Paul spoke one other time abut finishing his “course.” This time to his young Timothy (2 Tim. 4:6 & 7). “For I am now ready to be offered, and the time of my departure is at hand. I have fought a good fight, I have finished my course, I have kept the faith.” And my reference verse at the top tells us just how to finish our course with joy: Don’t hang onto life. And have you noticed, as I have, the older we get, the less this world seems worth hanging onto? Good-byes may be hard here; but Hello’s are so sweet there. And, O, there are far more of the latter than the former! In fact, dear ones, as we used to sing when I was a young girl, “We’ll never say ‘Good-bye’” in Heaven; we’ll never say ‘Good-bye.’” For in that land of joy and song, we’ll never say, ‘Good-bye.’” By God’s grace, there’ll be joy all the way Home…for me and for you!

Wednesday, April 19, 2017

On Being a Smooth Stone

"And he [David] took his staff in his hand, and chose him five smooth stones out of the brook, and put them in a shepherd's bag which he had, even in a scrip; and his sling was in his hand: and he drew near to the Philistine."  (1 Samuel 17:40)
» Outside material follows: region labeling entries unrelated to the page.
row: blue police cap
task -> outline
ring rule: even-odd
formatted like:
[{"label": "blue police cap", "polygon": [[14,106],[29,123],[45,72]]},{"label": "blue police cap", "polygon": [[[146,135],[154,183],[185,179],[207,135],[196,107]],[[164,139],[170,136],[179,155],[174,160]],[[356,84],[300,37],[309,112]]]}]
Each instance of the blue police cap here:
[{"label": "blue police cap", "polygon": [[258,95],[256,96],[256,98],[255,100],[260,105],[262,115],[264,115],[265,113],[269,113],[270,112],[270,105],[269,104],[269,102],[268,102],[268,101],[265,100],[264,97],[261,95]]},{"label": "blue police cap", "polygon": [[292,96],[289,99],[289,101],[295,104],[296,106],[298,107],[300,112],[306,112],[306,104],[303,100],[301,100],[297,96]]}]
Why did young David choose smooth stones for his sling? From minimal research I found out that smooth stones sail through the air faster and straighter than rough, jagged ones, which tend to curve unpredictably. How do rough stones become smooth ones? Geologically speaking, this happens through a process called "tumbling," which is "usually accomplished by transportation of the stone by water and contact with other rocks." Of course, Job knew this, thousands of years earlier (Job 14:19a).

If I might, I'd like to take the liberty of drawing an analogy here. If God wanted, as David did, to defeat His enemy using you and me "as lively stones" (1 Pet. 2:5), would He want us to be smooth or jagged, do you think? If the former, then that will require two things: water (Eph. 5:26), and "contact with other rocks." And not necessarily the gentle tapping kind, either. In fact, I would imagine the rougher the encounter, the quicker the smoothing process.

Maybe you're like me. There are people, even other believers, who just "rub you the wrong way?" As someone has pointed out, only hard things can wear out hard things. Maybe we should look at these people in a whole different way. Instead of seeing them as irritating nuisances sent by Satan to sabotage our Christian life, maybe we should consider them as possible refining tools God is using to make us more proficient instruments of battle in the good fight of faith, helping us to fly farther, faster, and more accurately.


To quote John the Baptist’s first sermon, “…the rough ways shall be made smooth” (Luke 3:4); and my prayer is that the Lord will make my own rough edges smooth. It may be painful, but by His grace, I want to be a "smooth stone" in the hand of God.